Is data observability recession-proof?

Following its $135 million Series D last week, Monte Carlo became the latest unicorn in a fast-rising category: data observability, which the startup defines as “an end-to-end approach to enable teams to deliver more reliable and trustworthy data.”

If you are wondering how serious data quality issues are, Monte Carlo CEO Barr Moses has an answer: “Data quality issues still plague even the most data-driven companies. Just a few weeks ago, Unity, the popular gaming software company, cited ‘bad data’ for a $110 million impact on their ads business.”

Moses’ startup isn’t the only one to go after the data observability market opportunity. On the same day that Monte Carlo disclosed its newly minted $1.6 billion valuation, competitor Cribl confirmed its unicorn status with a new round of funding.

“While smaller than Cribl’s Series C, which came close to eclipsing $200 million, the Series D values the company at $2.5 billion post-money, according to a source. That’s up from $1.5 billion as of August 2021,” TechCrunch’s Kyle Wiggers noted.

Any three-digit deal would be noteworthy in isolation. Two of them in the same space, even more so. But what really caught our attention is that Monte Carlo’s and Cribl’s deals were announced now, right in the middle of a broad startup downturn.

We know that large rounds can take time to get both closed and disclosed, meaning that Monte Carlo’s and Cribl’s Series D rounds might reflect the state of the market a few weeks ago. But there’s a more recent data point to take into account: hiring, which is still happening.

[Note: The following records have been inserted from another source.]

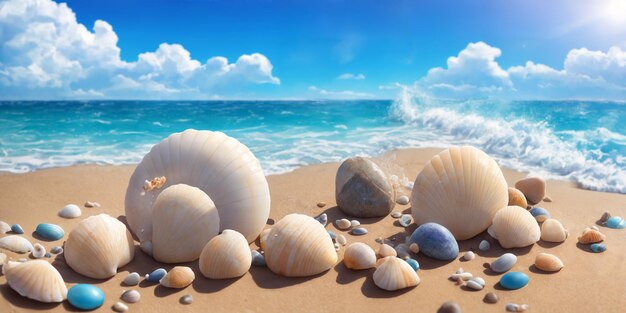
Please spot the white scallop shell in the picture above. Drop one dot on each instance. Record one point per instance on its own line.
(460, 188)
(227, 255)
(219, 165)
(515, 227)
(98, 246)
(37, 280)
(15, 243)
(395, 274)
(184, 219)
(298, 246)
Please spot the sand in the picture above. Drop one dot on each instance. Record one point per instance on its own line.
(589, 282)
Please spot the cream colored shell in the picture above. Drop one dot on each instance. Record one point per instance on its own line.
(226, 256)
(395, 274)
(98, 246)
(460, 188)
(298, 246)
(219, 165)
(184, 219)
(37, 280)
(515, 227)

On one side of the table, companies are still filling the kind of positions that create demand for data quality solutions. “Despite the volatility, data engineers and analytics jobs are increasing and companies are continuing to hire at record numbers for these roles,” Moses told TechCrunch. On the other, data observability startups themselves are hiring. Not just unicorns like Cribl and Monte Carlo, but also competitors like seed-funded startup Sifflet.

Could data observability be recession-proof? To find out, we talked to Moses, as well as Sifflet CEO Salma Bakouk. To complete their firsthand knowledge, we collected notes from two investors familiar with the space: FirstMark partner Matt Turck and Data Community Fund general partner Pete Soderling.

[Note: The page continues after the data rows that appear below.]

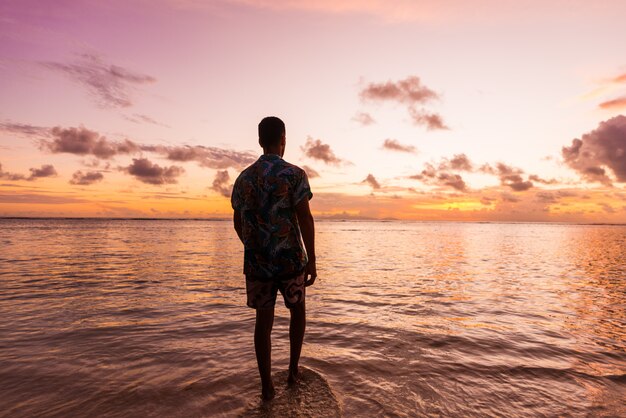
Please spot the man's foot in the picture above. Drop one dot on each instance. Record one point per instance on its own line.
(268, 393)
(294, 374)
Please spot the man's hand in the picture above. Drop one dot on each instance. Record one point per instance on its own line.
(310, 273)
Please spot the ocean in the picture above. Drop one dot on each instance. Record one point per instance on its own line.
(120, 318)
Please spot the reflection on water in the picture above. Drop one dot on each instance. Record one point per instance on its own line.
(148, 318)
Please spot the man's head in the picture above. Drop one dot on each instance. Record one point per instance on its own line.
(272, 134)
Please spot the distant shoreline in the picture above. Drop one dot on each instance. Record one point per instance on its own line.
(320, 219)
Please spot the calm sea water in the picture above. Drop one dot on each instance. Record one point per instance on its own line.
(148, 318)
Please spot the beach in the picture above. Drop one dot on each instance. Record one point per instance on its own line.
(105, 317)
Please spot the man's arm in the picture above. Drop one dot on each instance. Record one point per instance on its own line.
(307, 227)
(237, 223)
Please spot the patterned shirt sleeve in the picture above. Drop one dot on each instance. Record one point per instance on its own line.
(235, 199)
(301, 189)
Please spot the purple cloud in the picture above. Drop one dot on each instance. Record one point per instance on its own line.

The picture that emerged from our conversations is that tailwinds for the data observability category as a whole might not translate into wins for each and every startup in the space. Why? Let’s explore.

Rising with the data tide

When we mention tailwinds for data observability, it’s because demand is driven by a broader trend. TL;DR: More and more companies are becoming data-driven, and therefore facing the kind of data quality issues that data observability startups are made to address.

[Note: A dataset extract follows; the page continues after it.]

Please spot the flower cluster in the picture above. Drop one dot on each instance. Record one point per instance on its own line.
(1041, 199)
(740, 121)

Sizing a growing opportunity is never easy, but in our conversations, we heard that data obs could soon be a universal problem for large companies.

“I’m a big believer that every company, both tech and non-tech, is going to need to become not just a software company, but a data company,” Turck said. “That’s why people are excited about the opportunity — it’s a very large market and a huge trend.”

That the addressable market for data observability is large is one thing. But it would be meaningless if target companies themselves weren’t seeing reliable data as a need. According to Moses, that’s increasingly the case in all kinds of sectors.